ICAS 10 in Chiang Mai (20-23 July 2017) was a case in point. It featured within its midst two international graduate schools: the first on ‘craft’, co-organized by IIAS-Columbia Chiang Mai universities; the second on ‘intra-Asia studies’, with the Social Science Research Council (SSRC). The documentary film festival was organized by Kyoto University’s Southeast Asian Studies Centre. A number of exhibitions were put together by local NGOs, in collaboration with Chiang Mai University. The various language editions of the ICAS Book Prize involved collaborations with Leiden University (English), Seoul National University (Korean), The Education University of Hong Kong (Chinese), the German Institute of Global Area Studies and the Schweizerische Akademie für Geistes und Sozialwissenschaften (German), and GIS Asie (French). Book launches, exhibition booths, public roundtables, concerts, etc., also resulted from collaboration. IIAS itself sponsored a number of events including: a HaB institutional roundtable; two SEANNET meetings; an Africa-Asia roundtable (with A-ASIA); a Latin America-Asia roundtable (with Federal University of Rio, and the Asociación Latinoamericana de Estudios de Asia y África, ALADAA); an Indian Ocean roundtable (with Leiden U., Michigan U., SSRC, National University of Singapore, Réunion U.); and a Critical Heritage Studies roundtable (with the Institute of Southeast Asian Studies and Academia Sinica).

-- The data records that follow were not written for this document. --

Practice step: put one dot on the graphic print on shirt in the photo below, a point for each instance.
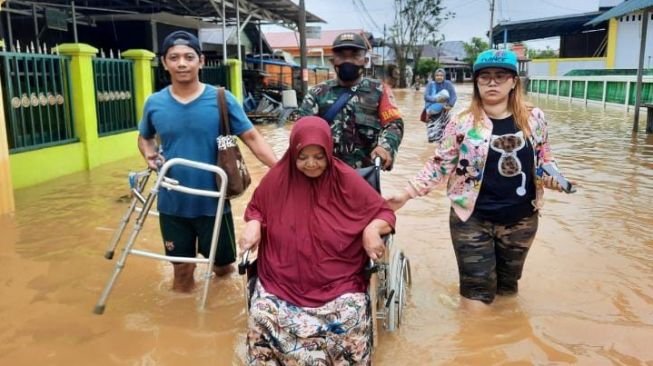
(509, 164)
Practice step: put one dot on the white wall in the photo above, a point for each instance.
(566, 66)
(628, 41)
(538, 68)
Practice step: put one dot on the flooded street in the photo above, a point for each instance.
(586, 296)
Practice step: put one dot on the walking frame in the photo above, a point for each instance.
(138, 181)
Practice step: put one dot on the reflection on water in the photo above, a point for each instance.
(586, 296)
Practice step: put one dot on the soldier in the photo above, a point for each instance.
(364, 119)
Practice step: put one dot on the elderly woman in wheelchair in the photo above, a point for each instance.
(316, 223)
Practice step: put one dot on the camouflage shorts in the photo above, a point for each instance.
(490, 256)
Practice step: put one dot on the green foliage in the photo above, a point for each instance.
(473, 48)
(417, 22)
(426, 67)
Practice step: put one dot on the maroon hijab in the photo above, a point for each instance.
(311, 248)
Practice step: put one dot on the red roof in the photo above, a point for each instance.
(289, 40)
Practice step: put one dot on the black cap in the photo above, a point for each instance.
(349, 40)
(181, 38)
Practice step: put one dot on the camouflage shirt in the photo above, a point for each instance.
(369, 119)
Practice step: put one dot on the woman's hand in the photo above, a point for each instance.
(154, 160)
(372, 241)
(552, 183)
(251, 236)
(397, 201)
(373, 244)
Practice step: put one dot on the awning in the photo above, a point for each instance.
(624, 8)
(526, 30)
(283, 11)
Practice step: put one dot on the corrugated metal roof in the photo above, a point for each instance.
(624, 8)
(525, 30)
(290, 40)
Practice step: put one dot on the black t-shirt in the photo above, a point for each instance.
(506, 190)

The success of the ICAS meetings has led IIAS and the ICAS Secretariat to facilitate a number of Asia-focused events in new regional environments: in Africa (Accra, 2015 and Dar es Salaam, 2018) with the Association for Asian Studies In Africa (A-ASIA); in the Indian Ocean region (Zanzibar, 2018); in Latin America (workshop Rio de Janeiro, 2016; first conference possibly in 2020). ICAS also assists nationwide or regional events such as GIS Asie Paris in 2015 and 2017; the Southeast Asia Studies conference in Kyoto (2016); or the two Myanmar Studies international conferences in 2016 (Chiang Mai) and 2018 (Mandalay). From a traditional mega-conference organizer, ICAS (and IIAS) has thus transformed into a collaborative clearinghouse for a multiplicity of knowledge on, in and with Asia, in the world. ICAS’s governance reflects this spirit of inclusiveness: since 2013, its Secretariat works in tandem with an International Council made up of institutions from the different regions of the world where Asia is the focus of academic interest.

Introspection

Reflecting on these substantive evolutions of IIAS and the perceived gap that has grown between what the Institute has become and what it was just a few years ago, our team embarked last year on a soul-searching collective exercise to seek to refine the way our ‘message’ is received while deepening synergies and cross-fertilization between the different activities that shape it. To that end, we engaged with an Amsterdam-based communication strategy organization, LAVA. The exercise led to introspective discussions. Questions regarding visual and textual representations ignited discussions and the crystallization of new communication tenets. One highly debated issue concerned the name of IIAS. The idea of a name change was floated. Today, IIAS clearly does more than ‘Asian studies’; its scope of intervention goes beyond the ‘inter-national’ framework. Only the word ‘institute’ still reflects its organizational and operational character. However, the introduction of a new name may be too drastic a move for now and so perhaps a new tagline would be more appropriate. One suggestion has been, ‘Connecting Knowledges and Peoples’, which certainly addresses our wish to align the Institute’s public image with its current modus operandi.